An excellent example is a dish of littlenecks served aglio e olio over linguine. If I were going to name a state dish, I think this would be it. And Eat With the Fishes makes a fine version: The use of native littlenecks with lots of garlic and oil, seasoned with chopped clams and herbs, is the perfect combination of indigenous ingredients such as clams put to good use.
It's fresh, simple and extremely tasty -- the clams swim in a sweet broth peppered with garlic, and in this version, sliced red peppers. It's perfect for dipping pieces of Italian bread.
Saffron scallops are a venture into more artistic territory -- and proof that chef de cuisine Coleman Hanover, a Johnson & Wales graduate, can pull off more than just clam cakes and fried fish. Pillowy scallops are grilled and placed around a mound of buttery, seasoned smashed red bliss potatoes topped with steamed julienned carrots and squash.
All these are fine on their own, but exquisite when paired with a saffron cream sauce.
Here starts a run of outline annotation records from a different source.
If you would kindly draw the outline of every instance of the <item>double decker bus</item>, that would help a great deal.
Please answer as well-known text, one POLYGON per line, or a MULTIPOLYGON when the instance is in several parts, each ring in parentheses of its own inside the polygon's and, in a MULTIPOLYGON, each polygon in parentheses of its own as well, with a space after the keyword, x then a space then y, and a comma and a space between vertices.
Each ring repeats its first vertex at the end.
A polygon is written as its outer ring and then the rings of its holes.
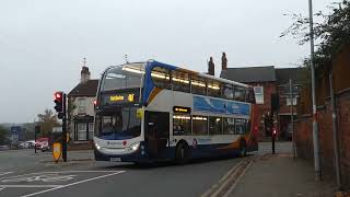
POLYGON ((97 161, 241 155, 258 149, 253 88, 155 60, 107 68, 94 129, 97 161))

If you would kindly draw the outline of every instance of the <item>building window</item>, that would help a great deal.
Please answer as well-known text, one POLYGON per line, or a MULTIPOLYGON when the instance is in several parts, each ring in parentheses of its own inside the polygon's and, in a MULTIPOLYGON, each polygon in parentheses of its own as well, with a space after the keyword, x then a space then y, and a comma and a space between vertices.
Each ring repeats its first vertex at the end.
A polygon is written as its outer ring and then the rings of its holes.
POLYGON ((174 114, 173 116, 173 134, 174 136, 190 135, 190 116, 183 114, 174 114))
POLYGON ((152 70, 151 77, 155 86, 161 89, 171 89, 171 74, 168 70, 155 67, 152 70))
POLYGON ((234 119, 233 118, 222 118, 223 119, 223 134, 233 135, 234 134, 234 119))
POLYGON ((208 80, 208 95, 214 96, 214 97, 221 97, 219 81, 208 80))
POLYGON ((222 85, 222 95, 223 95, 223 99, 233 100, 233 85, 232 84, 223 84, 222 85))
POLYGON ((194 94, 206 95, 207 94, 206 79, 191 76, 191 90, 194 94))
POLYGON ((206 116, 192 117, 192 131, 194 135, 207 136, 208 135, 208 118, 206 116))
MULTIPOLYGON (((285 97, 287 101, 287 105, 290 106, 291 105, 291 99, 290 97, 285 97)), ((295 106, 298 104, 296 102, 296 97, 293 97, 293 106, 295 106)))
POLYGON ((86 105, 84 99, 78 100, 78 114, 86 114, 86 105))
POLYGON ((255 102, 256 104, 264 104, 264 88, 254 86, 255 102))
POLYGON ((86 123, 78 124, 78 140, 86 140, 86 123))
POLYGON ((234 120, 234 125, 235 125, 235 134, 236 135, 245 135, 246 134, 247 127, 246 127, 245 119, 237 118, 234 120))
POLYGON ((189 74, 186 72, 172 72, 172 85, 174 91, 189 92, 189 74))
POLYGON ((234 88, 234 100, 240 102, 245 102, 246 90, 242 86, 234 88))
POLYGON ((209 135, 222 134, 222 120, 221 117, 209 117, 209 135))

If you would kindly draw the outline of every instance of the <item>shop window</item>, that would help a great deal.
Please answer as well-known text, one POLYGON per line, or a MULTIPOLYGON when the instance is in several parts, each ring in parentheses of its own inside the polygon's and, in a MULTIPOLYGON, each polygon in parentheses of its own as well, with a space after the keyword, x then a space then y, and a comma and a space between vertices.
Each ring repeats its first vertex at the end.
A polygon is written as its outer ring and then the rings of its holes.
POLYGON ((151 77, 155 86, 161 89, 171 89, 171 76, 167 69, 154 67, 151 72, 151 77))
POLYGON ((208 117, 192 116, 192 134, 199 136, 208 135, 208 117))
POLYGON ((194 94, 206 95, 207 94, 206 79, 197 76, 191 76, 191 90, 194 94))
POLYGON ((189 92, 189 74, 172 71, 172 86, 174 91, 189 92))
POLYGON ((245 135, 247 131, 246 128, 246 120, 245 119, 241 119, 241 118, 236 118, 234 121, 235 125, 235 134, 236 135, 245 135))
POLYGON ((222 134, 222 118, 209 117, 209 135, 221 135, 221 134, 222 134))
POLYGON ((223 119, 223 134, 234 135, 234 118, 222 118, 223 119))
POLYGON ((173 134, 174 136, 191 135, 190 116, 184 114, 174 114, 173 134))
POLYGON ((220 82, 215 80, 208 80, 208 95, 221 97, 220 82))
POLYGON ((256 104, 264 104, 264 88, 254 86, 256 104))
POLYGON ((86 140, 86 123, 78 124, 78 140, 86 140))

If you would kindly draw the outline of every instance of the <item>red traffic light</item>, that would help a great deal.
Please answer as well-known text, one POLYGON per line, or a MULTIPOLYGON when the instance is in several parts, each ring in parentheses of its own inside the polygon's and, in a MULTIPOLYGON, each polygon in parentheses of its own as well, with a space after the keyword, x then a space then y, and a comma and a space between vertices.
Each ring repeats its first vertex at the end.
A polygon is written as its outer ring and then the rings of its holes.
POLYGON ((60 100, 62 99, 62 93, 61 92, 55 92, 55 100, 60 100))

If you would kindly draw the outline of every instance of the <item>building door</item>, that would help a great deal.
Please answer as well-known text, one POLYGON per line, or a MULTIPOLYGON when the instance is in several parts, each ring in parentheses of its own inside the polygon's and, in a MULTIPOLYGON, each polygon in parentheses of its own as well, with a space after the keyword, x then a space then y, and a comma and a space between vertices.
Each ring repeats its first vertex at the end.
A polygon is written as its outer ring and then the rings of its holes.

Bright yellow-orange, its flavor borders on being too sweet until it is perfectly pulled back by the layered flavor of caramelized shallots, bits of which rest in its pool.
Other offerings
Service is friendly, fast and unobtrusive but there is little finesse -- Eat With the Fishes has the kind of service where you'll be asked to keep your dirty fork between courses. Still, our server belonged to that class of waitress who is so fast you don't see her move from table to table and at the same time manages to make you feel as if you are part of her family.
There are a lot of things for landlubbers on the menu -- sirloin steak, chicken with cherry peppers and sausage -- as well as pizzas. On Thursdays and Sundays, a clambake-style meal of clam cakes, chowder, corn on the cob and watermelon is offered.
Desserts fall into the same mold as the rest of the menu, a narrow list of standbys meant to appeal, headed -- of course -- by the ubiquitous tiramisu. There was, though, a venture into pastry pizazz with a giant almond lace cookie molded to cup two scoops of ice cream (neither house-spun) -- pistachio and vanilla. Between drizzlings of raspberry coulis and the creamy green sauce made from the melting of the ice creams, the pieces of crunchy, buttery cookie made for a fun spoonful.
Eat With the Fishes, 355 Atwood Ave., Cranston, 943-0404. Casual. Reservations accepted. Wheelchair accessible. Open for lunch and dinner from 12 to 10 p.m. Tue-Sun. V, MC, AM. High chairs and booster seats available. Ample parking.
355 Atwood Ave., Cranston, RI 02910, 401-943-0404, $$
With a name such as Eat With the Fishes, it's to be expected that seafood would make up much, if not all, of the menu. But the name is as much a take on the euphemism "sleeps with the fishes" from The Godfather as it is of seafood -- so the menu is also Italian.